Just as context, this problem arose when I was looking at the adjacency matrices of moore graphs of diameter 2.
Given that $I$ is the identity matrix and $J$ is the all 1 matrix. I have constructed some matrix $aI + bJ$. I am completely stuck in terms of how to find the eigenvalues of this matrix. I have considered trying to find the characteristic polynomial, but I have no idea how I would find the determinant of such a matrix.
On
here is a matrix that shows a basis of the eigenvectors as columns, these being perpendicular to each other as well. Below is the 10 by 10 case. In smaller dimension, take the upper left square corner.
$$ \left( \begin{array}{rrrrrrrrrr} 1 & -1 & -1 & -1 & -1 & -1 & -1 & -1 & -1 & -1 \\ 1 & 1 & -1 & -1 & -1 & -1 & -1 & -1 & -1 & -1 \\ 1 & 0 & 2 & -1 & -1 & -1 & -1 & -1 & -1 & -1 \\ 1 & 0 & 0 & 3 & -1 & -1 & -1 & -1 & -1 & -1 \\ 1 & 0 & 0 & 0 & 4 & -1 & -1 & -1 & -1 & -1 \\ 1 & 0 & 0 & 0 & 0 & 5 & -1 & -1 & -1 & -1 \\ 1 & 0 & 0 & 0 & 0 & 0 & 6 & -1 & -1 & -1 \\ 1 & 0 & 0 & 0 & 0 & 0 & 0 & 7 & -1 & -1 \\ 1 & 0 & 0 & 0 & 0 & 0 & 0 & 0 & 8 & -1 \\ 1 & 0 & 0 & 0 & 0 & 0 & 0 & 0 & 0 & 9 \end{array} \right). $$
Write $A = aI+ bJ$. Note that $A-aI = bJ$ has rank 1, so the eigenvalue $a$ has geometric multiplicity $n-1$.

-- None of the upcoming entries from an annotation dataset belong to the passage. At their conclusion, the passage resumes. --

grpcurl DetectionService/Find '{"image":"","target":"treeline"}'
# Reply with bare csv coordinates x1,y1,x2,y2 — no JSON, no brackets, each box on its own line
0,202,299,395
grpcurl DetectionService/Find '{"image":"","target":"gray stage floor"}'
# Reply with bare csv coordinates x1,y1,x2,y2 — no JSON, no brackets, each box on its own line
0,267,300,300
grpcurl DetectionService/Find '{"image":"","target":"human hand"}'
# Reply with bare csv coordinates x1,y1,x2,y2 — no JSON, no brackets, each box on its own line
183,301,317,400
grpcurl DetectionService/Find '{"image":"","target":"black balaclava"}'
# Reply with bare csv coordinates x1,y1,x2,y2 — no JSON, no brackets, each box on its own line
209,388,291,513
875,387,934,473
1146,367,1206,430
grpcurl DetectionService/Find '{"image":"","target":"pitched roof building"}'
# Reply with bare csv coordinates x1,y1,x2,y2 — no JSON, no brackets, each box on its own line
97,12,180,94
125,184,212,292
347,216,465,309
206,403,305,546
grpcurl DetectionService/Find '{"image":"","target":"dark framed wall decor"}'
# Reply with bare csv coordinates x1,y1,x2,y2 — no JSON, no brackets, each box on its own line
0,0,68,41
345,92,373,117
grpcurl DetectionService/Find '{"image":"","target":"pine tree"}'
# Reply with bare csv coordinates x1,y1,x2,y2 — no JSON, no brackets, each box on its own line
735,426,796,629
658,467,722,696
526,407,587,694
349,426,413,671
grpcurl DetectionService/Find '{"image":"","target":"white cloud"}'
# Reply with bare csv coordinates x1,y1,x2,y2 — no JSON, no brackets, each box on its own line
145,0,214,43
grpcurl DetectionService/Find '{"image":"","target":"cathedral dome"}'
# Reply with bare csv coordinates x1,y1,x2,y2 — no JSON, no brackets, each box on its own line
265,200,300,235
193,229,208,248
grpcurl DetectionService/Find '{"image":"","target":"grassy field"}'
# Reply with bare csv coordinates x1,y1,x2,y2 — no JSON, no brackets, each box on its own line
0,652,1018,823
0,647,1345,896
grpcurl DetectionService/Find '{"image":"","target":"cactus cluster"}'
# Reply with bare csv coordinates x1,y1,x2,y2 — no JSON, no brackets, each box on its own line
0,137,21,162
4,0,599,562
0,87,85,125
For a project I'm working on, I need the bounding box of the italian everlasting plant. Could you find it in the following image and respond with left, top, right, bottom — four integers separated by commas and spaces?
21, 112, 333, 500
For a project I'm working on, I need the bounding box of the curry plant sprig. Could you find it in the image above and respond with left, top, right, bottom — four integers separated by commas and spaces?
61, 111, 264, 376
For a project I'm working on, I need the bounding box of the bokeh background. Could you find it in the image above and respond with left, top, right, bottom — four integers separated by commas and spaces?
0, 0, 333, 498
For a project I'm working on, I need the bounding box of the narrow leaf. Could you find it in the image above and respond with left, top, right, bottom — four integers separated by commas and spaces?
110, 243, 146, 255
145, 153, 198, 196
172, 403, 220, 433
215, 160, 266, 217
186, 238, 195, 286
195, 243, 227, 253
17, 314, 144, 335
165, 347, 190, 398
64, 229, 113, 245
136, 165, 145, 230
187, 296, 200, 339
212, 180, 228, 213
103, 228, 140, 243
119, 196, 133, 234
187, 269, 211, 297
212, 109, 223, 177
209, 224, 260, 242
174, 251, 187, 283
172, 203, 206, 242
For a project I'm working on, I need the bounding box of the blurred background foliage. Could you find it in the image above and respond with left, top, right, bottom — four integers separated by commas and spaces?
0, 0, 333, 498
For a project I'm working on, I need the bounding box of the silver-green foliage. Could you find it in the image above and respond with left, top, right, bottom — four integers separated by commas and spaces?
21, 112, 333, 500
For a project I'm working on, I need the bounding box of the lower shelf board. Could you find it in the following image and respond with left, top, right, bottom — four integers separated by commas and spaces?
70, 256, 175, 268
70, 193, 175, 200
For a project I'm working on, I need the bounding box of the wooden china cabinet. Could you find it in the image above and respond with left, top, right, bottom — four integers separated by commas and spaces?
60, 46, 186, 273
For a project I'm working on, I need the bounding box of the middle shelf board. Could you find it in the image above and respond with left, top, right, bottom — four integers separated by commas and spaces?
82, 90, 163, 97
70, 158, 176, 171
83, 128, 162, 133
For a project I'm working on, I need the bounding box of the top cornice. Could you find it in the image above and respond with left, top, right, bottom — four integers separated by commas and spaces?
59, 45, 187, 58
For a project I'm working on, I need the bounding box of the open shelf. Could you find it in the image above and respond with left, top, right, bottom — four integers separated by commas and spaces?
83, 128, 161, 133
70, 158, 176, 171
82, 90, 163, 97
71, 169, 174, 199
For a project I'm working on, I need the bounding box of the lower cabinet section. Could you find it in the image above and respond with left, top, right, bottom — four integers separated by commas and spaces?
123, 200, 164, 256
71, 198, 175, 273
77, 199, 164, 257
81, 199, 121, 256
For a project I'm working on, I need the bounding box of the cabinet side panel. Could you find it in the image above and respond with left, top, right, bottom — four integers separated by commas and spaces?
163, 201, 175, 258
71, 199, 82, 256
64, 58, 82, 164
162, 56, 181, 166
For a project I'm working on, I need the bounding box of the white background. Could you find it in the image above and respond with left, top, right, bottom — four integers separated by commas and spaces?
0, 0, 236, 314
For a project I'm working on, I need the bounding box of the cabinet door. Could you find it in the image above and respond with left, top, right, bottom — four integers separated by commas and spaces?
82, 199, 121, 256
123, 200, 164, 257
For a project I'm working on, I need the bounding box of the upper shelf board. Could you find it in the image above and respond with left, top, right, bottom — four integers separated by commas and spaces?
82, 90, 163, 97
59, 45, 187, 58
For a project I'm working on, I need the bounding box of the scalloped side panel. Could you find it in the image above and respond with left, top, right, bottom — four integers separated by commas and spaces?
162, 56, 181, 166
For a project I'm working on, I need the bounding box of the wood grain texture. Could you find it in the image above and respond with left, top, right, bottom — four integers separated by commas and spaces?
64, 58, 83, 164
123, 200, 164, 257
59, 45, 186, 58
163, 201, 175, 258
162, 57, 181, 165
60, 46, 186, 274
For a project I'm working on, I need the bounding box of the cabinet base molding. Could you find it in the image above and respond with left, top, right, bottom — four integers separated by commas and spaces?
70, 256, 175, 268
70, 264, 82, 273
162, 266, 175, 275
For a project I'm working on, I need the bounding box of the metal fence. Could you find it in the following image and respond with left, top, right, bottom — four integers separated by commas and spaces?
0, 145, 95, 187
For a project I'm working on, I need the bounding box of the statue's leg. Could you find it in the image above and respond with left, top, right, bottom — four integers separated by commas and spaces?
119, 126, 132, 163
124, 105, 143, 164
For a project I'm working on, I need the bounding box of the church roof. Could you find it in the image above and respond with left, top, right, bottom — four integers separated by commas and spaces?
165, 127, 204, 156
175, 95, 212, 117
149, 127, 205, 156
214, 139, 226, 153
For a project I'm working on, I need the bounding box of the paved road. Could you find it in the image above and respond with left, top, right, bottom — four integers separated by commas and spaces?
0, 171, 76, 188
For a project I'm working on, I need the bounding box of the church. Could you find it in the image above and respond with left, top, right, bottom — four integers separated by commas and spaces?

So all that’s left to do is find the other eigenvalue. Trying $\lambda=a+nb$ gives that $A-\lambda I$ has diagonal entries $(1-n)b$ and all other entries $b$. In particular, the sum of all the rows is the zero vector, so this matrix is singular.
Edit: I should note it is assumed here that $b\ne 0$. If $b=0$, then $A-aI=bJ$ is the zero matrix, which has rank 0, so $A$ has eigenvalue $a$ with multiplicity $n$.